Bu soruyu uluslararası ilişkiler uzmanı Altınbaş Üniversitesi Rektör Yardımcısı Prof. Dr. Ahmet Kasım Hana yönelttik.

Türkiyeye yönelik sempatiyi güçlendirdi
Türkiyenin Afganistana girerken doğrudan kendi çıkarlarını ilgilendiren spesifik bir hedefi yoktu diyen Prof. Han, Türkiyenin Afganistana girişinin NATOnun 5. maddesi gereği, ait olduğu ittifak ilişkilerinin kendine dayattığı çerçeve içerisinde olduğunu hatırlattı.

Türkiyenin bu süreçte Afganistanda muharip bir misyon üstlenmemesinin son derece isabetli bir karar olduğunu söyleyen Han, Başka ülkelerin askerleri dahi Türk bayrağını omuzlarına takarak dolaştılar hedef olmamak için dedi.

Han, Türkiyenin üstlendiği rolün bölgede Türkiyeye duyulan sempatiye zarar vermediğini ve aksine güçlendirdiğini vurguladı ve ekledi:

Türkiye Afganistan halkına yardım edebilmek ve Afganistanın tekrar bir devlet olarak uluslararası toplumun bir parçası olmasını sağlamak için bu operasyona girmişti.

Türkiyenin varlığı sadece askeri değildi, NATO önemli ve değerli bir stratejik karar alarak Sayın Hikmet Çetini de NATOnun sivil özel temsilcisi olarak Afganistana atadı.

Prof.
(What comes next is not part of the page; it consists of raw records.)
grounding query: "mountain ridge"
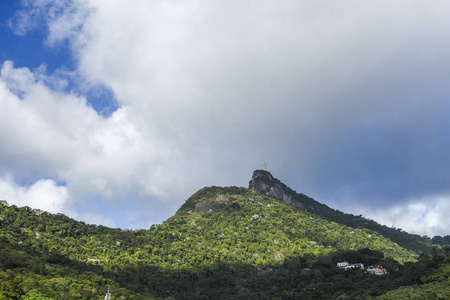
[0,173,450,300]
[249,170,438,254]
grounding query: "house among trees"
[337,261,388,275]
[337,261,364,270]
[366,266,388,275]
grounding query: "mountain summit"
[248,170,337,216]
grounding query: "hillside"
[249,170,442,254]
[0,172,449,299]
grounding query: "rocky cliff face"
[249,170,336,216]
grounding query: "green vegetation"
[0,187,450,299]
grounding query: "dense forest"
[0,187,450,299]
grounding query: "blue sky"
[0,0,450,236]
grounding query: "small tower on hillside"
[105,285,111,300]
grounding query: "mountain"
[249,170,436,254]
[0,170,450,300]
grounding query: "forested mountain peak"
[249,170,336,216]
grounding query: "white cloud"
[0,177,70,214]
[363,196,450,237]
[0,0,450,234]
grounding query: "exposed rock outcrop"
[249,170,336,216]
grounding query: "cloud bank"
[0,0,450,235]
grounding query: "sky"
[0,0,450,237]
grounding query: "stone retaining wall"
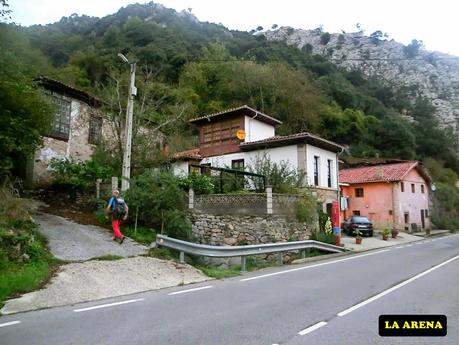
[189,211,314,267]
[189,212,312,245]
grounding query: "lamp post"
[118,53,137,192]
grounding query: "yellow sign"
[236,129,245,140]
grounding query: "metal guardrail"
[156,235,347,271]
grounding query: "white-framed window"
[327,159,333,188]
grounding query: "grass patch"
[0,260,57,306]
[195,265,241,279]
[147,248,178,260]
[121,226,156,245]
[0,188,61,305]
[91,255,124,261]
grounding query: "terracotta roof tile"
[339,161,418,183]
[189,105,282,126]
[172,148,204,160]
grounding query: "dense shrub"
[296,193,318,224]
[179,172,214,194]
[247,155,305,193]
[50,158,113,196]
[125,170,191,239]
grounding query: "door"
[421,210,426,229]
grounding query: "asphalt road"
[0,235,459,345]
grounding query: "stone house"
[25,77,107,187]
[173,105,343,211]
[339,161,432,230]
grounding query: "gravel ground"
[34,213,148,261]
[0,257,210,314]
[0,207,210,314]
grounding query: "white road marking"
[298,321,327,335]
[240,249,389,282]
[337,251,459,316]
[0,321,21,327]
[73,298,144,313]
[168,285,213,295]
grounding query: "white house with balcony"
[173,105,343,210]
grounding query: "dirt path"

Han: Türkiye itibarını ve güvenilirliğini artırdı
Ahmet Kasım Han, Türkiyenin NATO çerçevesinde yükümlülüklerini yerine getiren bir ülke olarak itibarını ve güvenilirliğini artırdığını, Türk diplomasisini zenginleştirdiğini belirtti ve NATOnun ağırlıklı olarak Müslüman nüfusa sahip olan tek ülkesi olarak NATOdaki varlığının yumuşak güç unsuru ve önemli bir argüman olduğunu gözler önüne sermiştir diye konuştu.

Türkiyenin Afganistana girerken büyük bir stratejik kazanım elde edip Orta Asyaya nüfuz etme gibi bir hedefi olmadığını söyleyen Han, sözlerine şöyle devam etti:

Günün sonunda bütün uluslararası toplumla birlikte Türkiyenin de bu noktadaki misyonunun başarısız olduğu söylenebilir çünkü Afganistanda o hayal edilen devlet inşası mümkün olmadı.

Ama bu Türkiyenin sorumluluğu mudur? Bir sorumluluklar hiyerarşisi çıkarırsak ortaya, Türkiye burada en az sorumlu olan ülkelerden birisidir, ayrıca Afganistanın toplumsal kalkınması açısından elinden gelen yardımı yapmıştır ve bunlar önemlidir.

Aynı şeylerin hiçbirini ABD veya Büyük Britanya için söyleyemem.